What I imagine Scientists have done is to feed the output from highly sensitive amplifiers, through a high-pass filter, so that only changes in the intensity of the light, short enough to correspond to a laser-pulse, will pass through the high-pass filter. But then, if the gain of the amplifier that precedes the high-pass filter decreases for any reason, the intensity of the HF component, of the signal, should also decrease.
During a full moon, as seen by an actual telescope, the lunar landing sites in question should seem like ‘little pieces of glitter’, because these corner-cubes are also sending some of the sun’s light, back to the observer on Earth. It would actually be a major accomplishment, if the laser-equipped bases were able to make out reflections of their lasers, during this time.

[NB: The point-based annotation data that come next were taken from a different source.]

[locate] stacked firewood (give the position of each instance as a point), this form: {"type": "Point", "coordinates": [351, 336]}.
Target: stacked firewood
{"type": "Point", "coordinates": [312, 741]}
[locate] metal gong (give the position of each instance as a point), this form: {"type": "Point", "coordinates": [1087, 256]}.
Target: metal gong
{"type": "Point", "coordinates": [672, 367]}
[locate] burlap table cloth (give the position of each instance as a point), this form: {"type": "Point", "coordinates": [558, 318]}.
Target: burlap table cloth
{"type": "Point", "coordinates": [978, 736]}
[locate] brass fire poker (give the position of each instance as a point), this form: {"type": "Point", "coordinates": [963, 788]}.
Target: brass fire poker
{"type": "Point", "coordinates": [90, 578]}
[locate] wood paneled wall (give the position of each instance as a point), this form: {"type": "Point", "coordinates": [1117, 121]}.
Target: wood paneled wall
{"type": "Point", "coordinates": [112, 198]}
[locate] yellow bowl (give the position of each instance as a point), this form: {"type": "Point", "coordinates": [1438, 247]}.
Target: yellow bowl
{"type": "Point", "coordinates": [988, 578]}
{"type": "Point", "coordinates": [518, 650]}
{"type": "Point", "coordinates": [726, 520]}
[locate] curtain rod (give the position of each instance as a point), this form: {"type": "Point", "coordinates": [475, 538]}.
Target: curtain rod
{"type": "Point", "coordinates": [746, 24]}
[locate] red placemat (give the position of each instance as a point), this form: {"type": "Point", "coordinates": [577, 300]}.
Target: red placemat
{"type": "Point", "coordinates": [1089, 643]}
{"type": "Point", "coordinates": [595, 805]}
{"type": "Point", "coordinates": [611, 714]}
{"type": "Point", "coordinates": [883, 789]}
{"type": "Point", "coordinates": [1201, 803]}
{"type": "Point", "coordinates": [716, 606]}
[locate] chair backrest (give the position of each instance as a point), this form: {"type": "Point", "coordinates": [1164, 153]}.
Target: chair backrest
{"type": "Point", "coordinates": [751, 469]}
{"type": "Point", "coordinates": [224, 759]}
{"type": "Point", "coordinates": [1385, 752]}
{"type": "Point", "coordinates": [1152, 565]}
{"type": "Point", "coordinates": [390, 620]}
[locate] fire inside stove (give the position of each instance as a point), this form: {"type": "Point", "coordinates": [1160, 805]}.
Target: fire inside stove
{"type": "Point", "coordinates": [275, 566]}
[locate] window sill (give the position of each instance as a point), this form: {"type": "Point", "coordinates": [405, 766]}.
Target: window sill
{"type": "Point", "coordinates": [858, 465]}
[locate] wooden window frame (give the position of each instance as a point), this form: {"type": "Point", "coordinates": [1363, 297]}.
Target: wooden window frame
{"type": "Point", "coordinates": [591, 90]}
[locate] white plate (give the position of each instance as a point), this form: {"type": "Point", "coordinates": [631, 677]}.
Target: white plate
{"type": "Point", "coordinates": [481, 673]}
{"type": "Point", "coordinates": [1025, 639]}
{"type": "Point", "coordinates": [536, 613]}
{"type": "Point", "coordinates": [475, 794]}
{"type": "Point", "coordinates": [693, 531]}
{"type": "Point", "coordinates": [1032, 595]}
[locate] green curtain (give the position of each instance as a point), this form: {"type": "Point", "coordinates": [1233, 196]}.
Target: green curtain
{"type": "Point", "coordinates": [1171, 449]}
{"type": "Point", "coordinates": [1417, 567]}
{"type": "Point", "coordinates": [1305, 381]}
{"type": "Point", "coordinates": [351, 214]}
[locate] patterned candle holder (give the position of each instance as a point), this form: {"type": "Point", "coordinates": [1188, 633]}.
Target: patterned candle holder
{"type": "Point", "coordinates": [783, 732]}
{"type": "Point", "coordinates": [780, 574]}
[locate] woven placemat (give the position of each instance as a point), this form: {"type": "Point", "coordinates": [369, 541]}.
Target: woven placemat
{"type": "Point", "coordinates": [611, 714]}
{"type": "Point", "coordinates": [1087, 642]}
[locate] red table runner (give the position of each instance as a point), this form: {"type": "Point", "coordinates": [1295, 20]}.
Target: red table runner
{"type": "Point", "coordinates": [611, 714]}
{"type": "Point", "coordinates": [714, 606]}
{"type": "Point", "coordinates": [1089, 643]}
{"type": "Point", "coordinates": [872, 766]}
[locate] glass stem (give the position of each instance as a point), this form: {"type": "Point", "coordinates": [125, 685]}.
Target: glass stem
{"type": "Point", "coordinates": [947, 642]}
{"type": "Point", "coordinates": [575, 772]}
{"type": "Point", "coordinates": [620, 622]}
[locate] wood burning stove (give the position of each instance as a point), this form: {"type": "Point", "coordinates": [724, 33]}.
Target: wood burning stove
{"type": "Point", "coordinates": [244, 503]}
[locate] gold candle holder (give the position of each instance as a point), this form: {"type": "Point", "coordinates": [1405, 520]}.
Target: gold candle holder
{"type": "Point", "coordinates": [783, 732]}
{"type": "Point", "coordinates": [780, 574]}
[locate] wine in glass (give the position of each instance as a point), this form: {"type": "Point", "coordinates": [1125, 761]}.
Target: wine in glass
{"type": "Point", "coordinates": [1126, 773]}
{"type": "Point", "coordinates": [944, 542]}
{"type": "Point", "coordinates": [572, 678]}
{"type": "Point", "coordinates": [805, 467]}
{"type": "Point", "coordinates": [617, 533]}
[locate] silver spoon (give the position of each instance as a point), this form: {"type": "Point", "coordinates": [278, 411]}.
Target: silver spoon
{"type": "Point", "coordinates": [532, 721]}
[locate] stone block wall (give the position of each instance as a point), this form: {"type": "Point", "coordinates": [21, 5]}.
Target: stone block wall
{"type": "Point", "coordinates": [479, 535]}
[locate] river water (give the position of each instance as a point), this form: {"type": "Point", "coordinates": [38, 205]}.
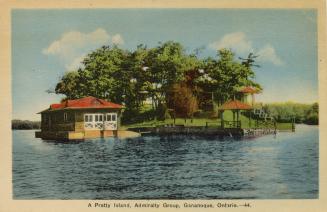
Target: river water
{"type": "Point", "coordinates": [284, 166]}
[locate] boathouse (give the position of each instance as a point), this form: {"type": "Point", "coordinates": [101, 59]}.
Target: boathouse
{"type": "Point", "coordinates": [87, 117]}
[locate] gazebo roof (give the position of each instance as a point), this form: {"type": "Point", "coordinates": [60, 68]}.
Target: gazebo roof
{"type": "Point", "coordinates": [249, 89]}
{"type": "Point", "coordinates": [235, 105]}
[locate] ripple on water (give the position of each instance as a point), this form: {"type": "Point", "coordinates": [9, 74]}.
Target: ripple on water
{"type": "Point", "coordinates": [178, 167]}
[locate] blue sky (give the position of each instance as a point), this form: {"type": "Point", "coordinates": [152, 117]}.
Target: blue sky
{"type": "Point", "coordinates": [48, 43]}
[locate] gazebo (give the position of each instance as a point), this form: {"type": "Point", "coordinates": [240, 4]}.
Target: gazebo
{"type": "Point", "coordinates": [235, 106]}
{"type": "Point", "coordinates": [246, 91]}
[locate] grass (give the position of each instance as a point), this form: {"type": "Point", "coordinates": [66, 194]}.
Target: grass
{"type": "Point", "coordinates": [212, 122]}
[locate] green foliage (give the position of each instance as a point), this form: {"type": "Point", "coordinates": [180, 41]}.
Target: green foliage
{"type": "Point", "coordinates": [24, 124]}
{"type": "Point", "coordinates": [131, 77]}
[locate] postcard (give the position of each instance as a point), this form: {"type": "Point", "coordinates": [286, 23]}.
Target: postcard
{"type": "Point", "coordinates": [163, 105]}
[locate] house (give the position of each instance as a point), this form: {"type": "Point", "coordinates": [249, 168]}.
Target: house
{"type": "Point", "coordinates": [77, 119]}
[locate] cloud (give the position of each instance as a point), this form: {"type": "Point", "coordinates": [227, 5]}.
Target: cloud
{"type": "Point", "coordinates": [239, 43]}
{"type": "Point", "coordinates": [236, 41]}
{"type": "Point", "coordinates": [75, 64]}
{"type": "Point", "coordinates": [72, 46]}
{"type": "Point", "coordinates": [268, 54]}
{"type": "Point", "coordinates": [117, 39]}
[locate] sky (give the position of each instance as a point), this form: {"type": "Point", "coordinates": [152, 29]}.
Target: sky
{"type": "Point", "coordinates": [48, 43]}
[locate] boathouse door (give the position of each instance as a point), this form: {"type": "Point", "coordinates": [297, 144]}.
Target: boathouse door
{"type": "Point", "coordinates": [110, 121]}
{"type": "Point", "coordinates": [100, 121]}
{"type": "Point", "coordinates": [93, 121]}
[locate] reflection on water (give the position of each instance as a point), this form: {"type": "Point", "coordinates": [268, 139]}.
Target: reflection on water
{"type": "Point", "coordinates": [178, 167]}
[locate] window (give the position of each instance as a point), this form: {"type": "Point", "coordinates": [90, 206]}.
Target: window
{"type": "Point", "coordinates": [65, 116]}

I suppose a counter-point to this idea might be, that ‘The precision with which the corner-reflectors have been made, should be accurate enough to distinguish between the direction of the sun’s light, and that of the laser-equipped base.’ But I believe that in response to this latter subject, the fact that there could be dust on the reflectors, may get in the way.
With lunar dust settled on them, the reflectors’ behavior may be such, ‘To reflect 98% of incident light back, almost-exactly along the path that it came, but To reflect 1% of the incident light, back as though through a cone, that could be 5⁰ or 10⁰ wide.’ As the amount of dust increases, those numbers could become only 94% (directly-back) and 5% (conical)…

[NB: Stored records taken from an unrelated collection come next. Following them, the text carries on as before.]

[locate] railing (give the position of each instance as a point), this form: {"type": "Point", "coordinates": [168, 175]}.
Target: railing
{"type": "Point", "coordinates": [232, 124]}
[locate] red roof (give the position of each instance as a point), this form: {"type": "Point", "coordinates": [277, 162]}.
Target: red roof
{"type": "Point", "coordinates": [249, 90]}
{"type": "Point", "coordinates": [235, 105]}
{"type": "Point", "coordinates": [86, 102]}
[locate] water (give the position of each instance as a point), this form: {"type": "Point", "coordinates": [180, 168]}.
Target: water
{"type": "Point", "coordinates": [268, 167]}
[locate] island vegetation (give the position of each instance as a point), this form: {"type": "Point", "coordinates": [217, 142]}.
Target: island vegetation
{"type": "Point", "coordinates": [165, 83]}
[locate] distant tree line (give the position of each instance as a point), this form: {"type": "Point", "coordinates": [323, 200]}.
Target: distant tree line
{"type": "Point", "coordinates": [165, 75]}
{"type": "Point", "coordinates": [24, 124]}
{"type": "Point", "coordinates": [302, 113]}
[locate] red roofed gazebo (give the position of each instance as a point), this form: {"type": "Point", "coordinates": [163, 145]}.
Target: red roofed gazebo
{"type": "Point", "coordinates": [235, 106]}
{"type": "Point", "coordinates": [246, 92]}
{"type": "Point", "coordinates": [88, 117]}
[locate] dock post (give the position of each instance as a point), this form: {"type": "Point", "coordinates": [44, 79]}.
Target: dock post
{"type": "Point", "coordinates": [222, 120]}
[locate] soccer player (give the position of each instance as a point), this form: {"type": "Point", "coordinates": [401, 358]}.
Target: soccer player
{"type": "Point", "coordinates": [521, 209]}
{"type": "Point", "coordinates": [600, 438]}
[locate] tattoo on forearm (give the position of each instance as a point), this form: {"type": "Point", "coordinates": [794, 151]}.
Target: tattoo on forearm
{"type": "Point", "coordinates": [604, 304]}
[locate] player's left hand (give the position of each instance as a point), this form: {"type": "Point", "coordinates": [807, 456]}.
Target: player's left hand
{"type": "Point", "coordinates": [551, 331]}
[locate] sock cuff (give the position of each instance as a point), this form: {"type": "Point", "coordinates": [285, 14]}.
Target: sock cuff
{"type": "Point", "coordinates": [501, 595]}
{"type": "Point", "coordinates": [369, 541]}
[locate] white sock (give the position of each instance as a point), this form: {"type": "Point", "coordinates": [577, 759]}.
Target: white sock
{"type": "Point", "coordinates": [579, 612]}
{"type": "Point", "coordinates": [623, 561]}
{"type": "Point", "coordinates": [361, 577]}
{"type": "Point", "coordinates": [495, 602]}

This might not have an immediately-noticeable effect on the ability to measure laser-pulses, during most calendar-days, because the sensor located at the laser-equipped base on Earth, would still be receiving an accurate return-pulse with 94% of its intended amplitude. Under those conditions, automatic gain-adjustment of the circuits would do their job, and researchers would simply continue to pay attention to the timing of the pulses… But if light from the sun itself became superimposed with that at 5% intensity, this could completely obscure the signal being sought.
This problem can be translated into something, which common people are more familiar with. The red shrouds over the tail-lights of cars, as well as certain multi-layered foils, also have tiny corner-cubes in them, that act to reflect light back, along the path it came from.
The intended effect of this is, that even if some car doesn’t have its tail-lights on at night, due to the light of our own headlamps, the other car’s tail-light ornament will seem to ‘glow in the dark’.
Well if we simply accepted the statement, that every corner-cube reflects light back “exactly in the direction it came from” – and that is an exact quotation – then, the light from our headlamps should simply be reflected back, into our headlamps. We shouldn’t see anything.
But precisely because the direction in which light is reflected is approximate, some of that light hits our windshields, and not just our own headlamps. And that’s also why we can recognize these reflective surfaces.
Imagine the light from an ordinary flashlight being reflected “exactly back in the direction it came from”, and therefore being reflected back into the flashlight, in such a way that the person holding the flashlight doesn’t see it. This is the way in which NASA describes, corner-cubes work.
There’s also no reason fw reflectors that have been sitting on the surface of the Moon for decades, should heat up considerably on one specific Earth-day. The length of the day as seen from the Moon, corresponds to half the period of its orbit around the Earth, and so those reflectors have 14 days to heat up.
I’ve observed that the degree of inaccuracy, and therefore the cone with which corner-cubes return light, get wider, as the corner-cubes become smaller – Until microscopic corner-cubes become ineffective. This would be a main reason, why special foils tend to be less-efficient in this capacity, than actual tail-lamp shrouds…
Along those lines, the reason fw Engineers made the prisms left on the moon large, was probably to keep their optical accuracy high.
But to what extent might it be possible, that natural crystals could act as corner-cubes by themselves? A lot of thinking is based on the assumption, that Man’s artificial corner-cubes are the only ones on the moon. But if the lunar dust has a cubic crystal-structure, then the back-side of crystals could act as natural corner-cubes as well.
This could be similar to how freshly-fallen snow sometimes seems to glitter in sunlight.
And in that case, the smaller, naturally-occurring instances would also return light in a more-approximate way, than the larger, artificial ones were initially designed to do. And so again, instruments on Earth could be dazzled, by sunlight that is almost reflected in the direction it came from.
Yet, this natural amount of glitter could also be useless for measurement purposes, because the pulses of returned light that need to be measured, might only be several centimeters long by design. Pulses that scatter off (Lunar) terrain would also be spread out in time, and their amplitude would therefore not pass through the (assumed) high-pass filter.
But, one reason I myself have doubt, in any naturally-occurring corner-cubes, is the fact that in order for real corner-cubes to work, they essentially need to have a cubic set of rear-facing mirrors – mutually at 90⁰ – as well as one single forward-facing surface, so that any refraction with which light enters this corner-cube, cancels out again, when the returned beam exits.
As soon as a crystal has not 1 but 3 forward-facing surfaces, the refraction with which light is returned, should no longer cancel the refraction with which it entered. Yet, there could still exist phenomena somewhere, which we did not expect with our Science, yet which can be explained.